A Few Reflections on “Skunk and Junk”
Brandon Sun, April 14, 2005 - David McConkey
An era ended when Davie Weiss, the former owner of Brandon Scrap Iron
and Metals Recycling, died recently at age 91.
His scrap yard at First and Pacific was a Brandon landmark for more than half a century. How many people over the years took in hides, furs, scraps of copper, or a truckload of old farm machinery? How many fondly referred to the business as “Skunk and Junk”?
How many answered the call to earn a few bucks breaking batteries? “Hard and dirty work,” according to his ad in the Brandon Sun. Some quit at noon, but you were paid more per hour if you could stick it out for the whole day.
Davie Weiss was a self-made man, who grew up poor in small town Saskatchewan. He exemplified the ideal of combining hard work and creating opportunity where he could find it. He wasn’t afraid to get his hands dirty, and in his case, he made a good living from waste.
Being Jewish, he also survived and thrived when there was still much discrimination in our society. There are those who remember not only subtle prejudice, but also public signs in Manitoba that even said “No Jews or Dogs Allowed.”
The obituary in the Brandon Sun mentioned how Davie Weiss was a successful businessman, and a civic leader, serving on Brandon’s City Council. As well, he was very tolerant and understanding towards everyone, and to the diversity of the faiths of all people.
I was fortunate to have met Mr. Weiss. He was still in business when Westman Recycling was just getting started. We were part of a newer trend to recycle more materials, and to bring recycling into every household on a daily basis. Recycling was starting to be viewed in a larger context of environmental responsibility.
The scrap business rides on a roller coaster of prices that change daily. But the Weiss motto was, regardless of markets, he would always buy whatever you were wiling to bring to him.
Recycling markets are still subject to changing prices. Today, however, market fluctuations are evened out by a greater mixture of materials, and often supplemented by funding from levies which consumers pay when they first purchase the product.
I once asked Mr. Weiss about the “skunk” in his business. He answered that skunk fur could be a valuable commodity, and, if done properly, did not stink! There is the genius of an entrepreneur like Weiss: out of things like skunk skins he could create a successful business, employ people, and spread cash around to the many people who sold to him. He turned garbage into money!
The Weiss scrap yard at First and Pacific was a traditional one, located near the centre of town, and close to a residential area. It was right by the railway tracks as well as by the Assiniboine River. There are many such locations all over the country, because that is how cities developed and grew.
Today, of course, new recycling facilities are constructed in more appropriate areas, like the locations where Wesman Salvage and Westman Recycling are now.

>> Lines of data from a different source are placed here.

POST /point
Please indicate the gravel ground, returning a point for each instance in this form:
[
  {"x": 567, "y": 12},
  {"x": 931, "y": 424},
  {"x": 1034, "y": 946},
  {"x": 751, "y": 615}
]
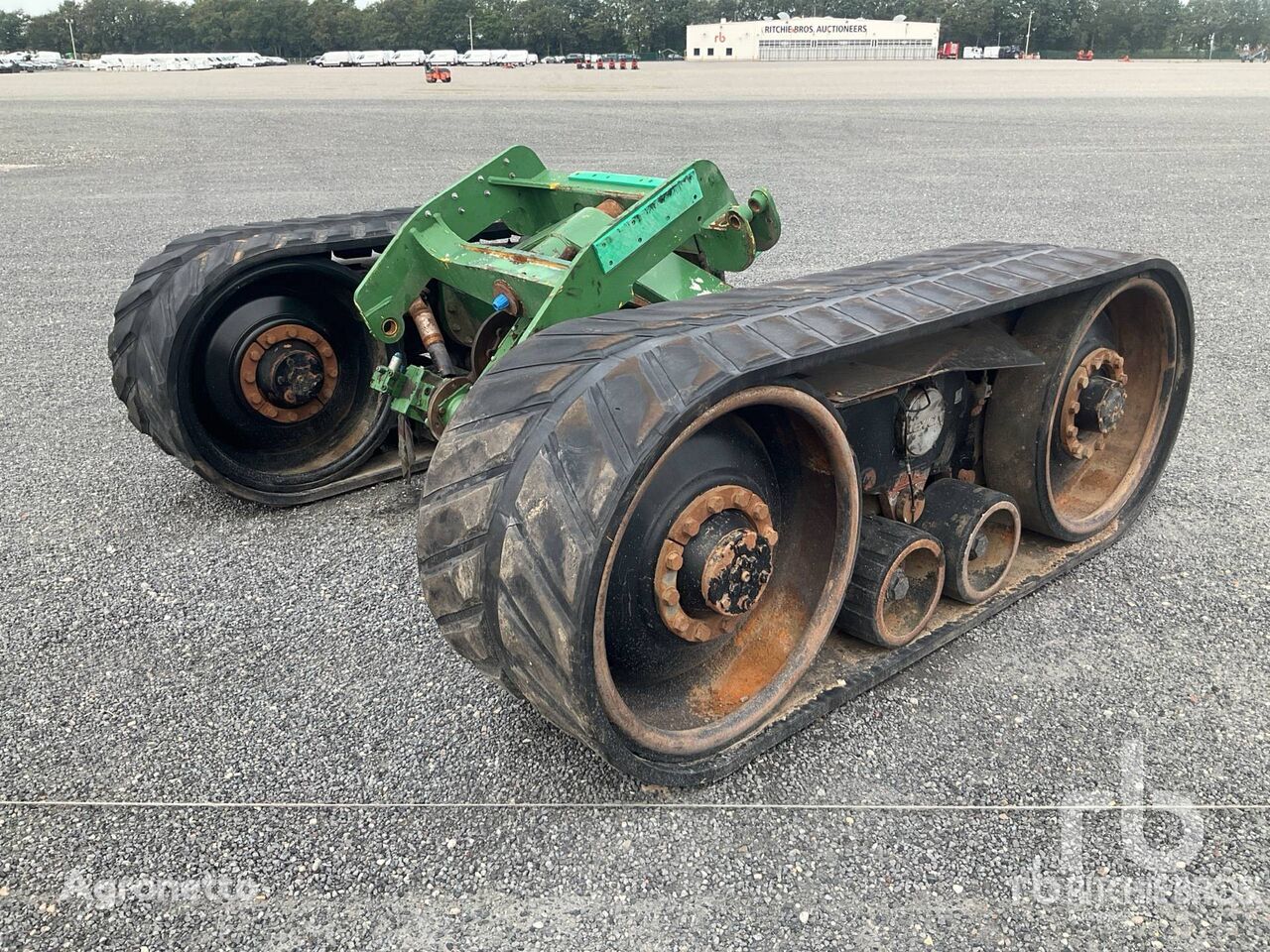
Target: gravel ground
[{"x": 160, "y": 644}]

Environmental and other concerns of locating in more sensitive areas like beside a river or residential neighbourhood were not recognized until more recently.
All traces of Brandon Scrap Iron at First and Pacific soon will be gone. Everything is being knocked down and cleaned up in preparation for the new City of Brandon public safety building. But the spirit of the life of Davie Weiss lives on. Recycling is still growing. Discrimination is still receding. Entrepreneurs are still searching for innovative ways to make a livelihood out of what otherwise would be unwanted or overlooked.
Every so often, especially when I go by First and Pacific, I will pause and reflect on the vision and hard work of Brandon’s Davie Weiss.